Mitochondrial STAT3 exacerbated LPS-induced sepsis

Since we and others have found that the phosphorylation of STAT3 on Ser727 in BMDMs treated with LPS was induced within 30 min, STAT3 was phosphorylated on the tyrosine 705 residue when LPS stimulation was prolonged to approximately 65 min (Figure S2D), suggesting that p-STAT3 (Try705) could be a secondary and indirect activation [31]. To study the function of mitochondrial STAT3, we injected mice from the same littermate intraperitoneally with 4-OHT followed by LPS to induce a murine sepsis model. In contrast to our expectation, 21 of 22 Rosa26^{LSL-MLS-mSTAT3};Ubc^ERT2Cre/+ mice died within 72 h after being challenged with LPS, while 6 of 21 Rosa26^{LSL-MLS-mSTAT3} mice survived more than 144 h (Figure 2A). The mitochondrial STAT3 knock-in mice developed much more severe septic pneumonia as indicated by more infiltrated immune cells (Figure 2B). The levels of LDH, which is closely related to lung injury [32], were significantly increased in the Rosa26^{LSL-MLS-mSTAT3};Ubc^ERT2Cre/+ mice compared with those in the Rosa26^{LSL-MLS-mSTAT3} mice (Figure 2C). Lung injury has been indicated by vascular leakage of serum albumin [33]. Therefore, we examined the serum albumin levels and found that the levels of albumin were significantly reduced in the Rosa26^{LSL-MLS-mSTAT3};Ubc^ERT2Cre/+ mice compared with those in the Rosa26^{LSL-MLS-mSTAT3} mice (Figure 2D). The production of multiple cytokines, including IL-6 and IL-1β, was increased (Figures 2E-G). MCP-1 was released by resident macrophages [34]. Here, we found that it was necessary to examine the number of infiltrated macrophages in lung tissue. To assess the infiltrated macrophages in the lung tissues, we examined the expression of CD68, a macrophage marker in lung tissues, by Immunofluorescence staining. The number of infiltrated macrophages was clearly increased in the lung tissues from the Rosa26^{LSL-MLS-mSTAT3};Ubc^ERT2Cre/+ mice compared with that in the Rosa26^{LSL-MLS-mSTAT3} mice (Figure 2H). We also performed FACS to analyze the macrophages in the lung tissues and found that the percentages of Ly6G^-CD64⁺F4/80⁺ macrophages, but not alveolar macrophages (Ly6G^-CD64⁺F4/80⁺CD11c⁺CD11b^-) were potently increased in the lung tissues from the Rosa26^{LSL-MLS-mSTAT3};Ubc^ERT2Cre/+ mice compared that in the tissues from the Rosa26^{LSL-MLS-mSTAT3} mice (Figure 2I). These observations indicate that mitochondrial STAT3 could promote macrophage activation after LPS challenge.
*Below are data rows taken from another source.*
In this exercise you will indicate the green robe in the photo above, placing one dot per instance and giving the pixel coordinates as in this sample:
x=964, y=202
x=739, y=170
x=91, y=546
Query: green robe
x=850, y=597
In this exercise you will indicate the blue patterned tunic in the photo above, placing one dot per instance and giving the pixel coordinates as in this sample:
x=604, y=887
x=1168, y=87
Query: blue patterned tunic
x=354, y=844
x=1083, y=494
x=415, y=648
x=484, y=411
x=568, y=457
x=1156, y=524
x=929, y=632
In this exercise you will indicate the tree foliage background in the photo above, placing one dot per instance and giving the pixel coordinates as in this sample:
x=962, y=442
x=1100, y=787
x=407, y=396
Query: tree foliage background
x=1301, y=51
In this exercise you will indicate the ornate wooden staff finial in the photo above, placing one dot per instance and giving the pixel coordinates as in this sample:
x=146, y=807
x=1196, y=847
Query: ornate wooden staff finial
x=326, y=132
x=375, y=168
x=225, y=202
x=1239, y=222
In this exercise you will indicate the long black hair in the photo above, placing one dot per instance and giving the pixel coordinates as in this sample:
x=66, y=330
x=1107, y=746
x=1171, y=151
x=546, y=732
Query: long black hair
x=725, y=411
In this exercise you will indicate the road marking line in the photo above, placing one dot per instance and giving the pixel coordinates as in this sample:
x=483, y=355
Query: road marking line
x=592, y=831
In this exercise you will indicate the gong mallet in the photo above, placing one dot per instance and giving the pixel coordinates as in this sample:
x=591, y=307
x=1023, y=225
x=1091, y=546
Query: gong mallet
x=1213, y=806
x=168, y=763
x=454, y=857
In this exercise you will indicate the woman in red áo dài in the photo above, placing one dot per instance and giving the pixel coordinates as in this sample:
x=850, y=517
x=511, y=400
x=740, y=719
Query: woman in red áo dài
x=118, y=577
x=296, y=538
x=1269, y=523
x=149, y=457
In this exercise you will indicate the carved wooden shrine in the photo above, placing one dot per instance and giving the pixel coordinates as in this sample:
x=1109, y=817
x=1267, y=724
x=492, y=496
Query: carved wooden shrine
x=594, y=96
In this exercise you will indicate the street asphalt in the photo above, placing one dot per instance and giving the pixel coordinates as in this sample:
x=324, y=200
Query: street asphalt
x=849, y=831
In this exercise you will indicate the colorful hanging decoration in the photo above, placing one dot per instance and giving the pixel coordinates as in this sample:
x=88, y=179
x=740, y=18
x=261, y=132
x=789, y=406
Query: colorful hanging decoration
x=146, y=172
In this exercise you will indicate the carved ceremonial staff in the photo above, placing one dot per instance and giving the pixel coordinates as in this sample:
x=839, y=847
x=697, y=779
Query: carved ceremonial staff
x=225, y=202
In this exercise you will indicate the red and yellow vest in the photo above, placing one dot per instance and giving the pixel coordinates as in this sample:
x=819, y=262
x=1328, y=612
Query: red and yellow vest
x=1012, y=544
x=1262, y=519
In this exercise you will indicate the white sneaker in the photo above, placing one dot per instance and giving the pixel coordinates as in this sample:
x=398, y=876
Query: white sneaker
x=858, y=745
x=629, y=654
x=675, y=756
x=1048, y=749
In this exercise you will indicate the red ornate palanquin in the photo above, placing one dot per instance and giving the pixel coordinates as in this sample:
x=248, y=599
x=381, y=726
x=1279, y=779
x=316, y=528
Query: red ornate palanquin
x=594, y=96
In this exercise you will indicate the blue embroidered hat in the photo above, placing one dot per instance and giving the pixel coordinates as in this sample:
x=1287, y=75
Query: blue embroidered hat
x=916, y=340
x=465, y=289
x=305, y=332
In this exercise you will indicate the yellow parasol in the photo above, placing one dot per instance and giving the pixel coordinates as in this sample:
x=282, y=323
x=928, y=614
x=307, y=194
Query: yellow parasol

Mitochondrial STAT3 promoted macrophage activation

Macrophages are derived from monocytes, which constitute a heterogeneous cell type consisting of phenotypically and functionally distinct subpopulations [35]. To examine whether activated macrophages originated from mitochondrial STAT3-derived potential monocytic populations, we sorted c-Kit⁺ cells and performed a single-cell analysis. Unbiased, graph-based clustering identified 16 major cell populations (Figure 3A). Based on the current literature [36-40], we could partition the cell identities in our dataset into ten clusters (Figure 3A). The monocytic clusters and macrophage clusters possessed key monocytic genes, such as Irf8, and Ms4a3, a specific marker of BM GMP and cMoP stages [41], Plbd1 [42] and Lgals3 [43] (Figures 3B-C, Figure S3A). The analysis revealed that many genes enriched in monocytes and macrophages were enriched in their progenitors and neutrophil granules (myeloid progenitors, Figure 3B).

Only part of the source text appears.